Mid-tier IT firm Happiest Minds Technologies, with the introduction of a new business unit for Generative AI dubbed GBS, will invest in building proofs of concept, upskilling employees forging hyperscaler partnerships and collaborating with open source platforms, said company executives.

The company believes Generative AI will help them penetrate into new accounts and even expand the service ambit for existing customers. It is also in conversation to sign deals in the domain, given high customer interest. Joseph Anantharaju, Executive Vice Chairman, said, “Customers across verticals are interested in how GenAI could help optimise costs or get new streams of revenue. Based on customer conversations and seeing the transformative effect it could have, we decided it warranted the importance of being a separate business unit.” 

Happiest Minds is currently building POCs to validate assumptions first and then progress to implementation. It is also closely working with Microsoft to be a part of their AI partner council and is looking to replicate the same with other players. It will also be engaging with open-source large language models(LLM) that are fast progressing. 

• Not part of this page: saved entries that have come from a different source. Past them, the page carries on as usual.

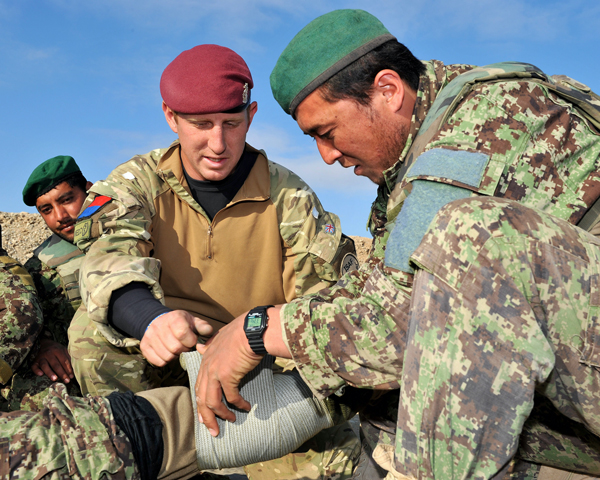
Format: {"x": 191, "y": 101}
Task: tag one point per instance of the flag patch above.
{"x": 93, "y": 207}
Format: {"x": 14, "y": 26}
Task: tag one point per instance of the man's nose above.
{"x": 216, "y": 142}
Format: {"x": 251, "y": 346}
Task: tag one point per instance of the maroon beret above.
{"x": 206, "y": 79}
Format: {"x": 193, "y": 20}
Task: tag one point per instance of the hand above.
{"x": 172, "y": 334}
{"x": 226, "y": 359}
{"x": 54, "y": 361}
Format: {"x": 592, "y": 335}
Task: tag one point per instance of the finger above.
{"x": 202, "y": 328}
{"x": 37, "y": 370}
{"x": 158, "y": 359}
{"x": 48, "y": 370}
{"x": 68, "y": 367}
{"x": 232, "y": 394}
{"x": 205, "y": 414}
{"x": 56, "y": 366}
{"x": 182, "y": 332}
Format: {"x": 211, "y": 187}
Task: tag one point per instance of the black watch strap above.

Guidance cut and acquisition delay

In Q2, the company recorded a 1.6 per cent y-o-y decline in net profit at ₹58.46 crore, and the revenue from operations stood at ₹406.62 crore, up 14.4 per cent y-o-y. Amidst macro-economic headwinds, Happiest Minds has reduced the guidance to 12 per cent on an organic basis.  Previously it has guided 25 per cent revenue growth for the year, without making a distinction between organic and inorganic growth. 

Venkatraman N, MD & CFO noted that the distinction of guidance for organic business was 15-20 per cent and now has been reduced, given the market conditions. The remaining 5 per cent was for inorganic business. Albeit, the company has not been able to close any acquisitions in the last quarter and continues to remain focused on both streams of business going forward.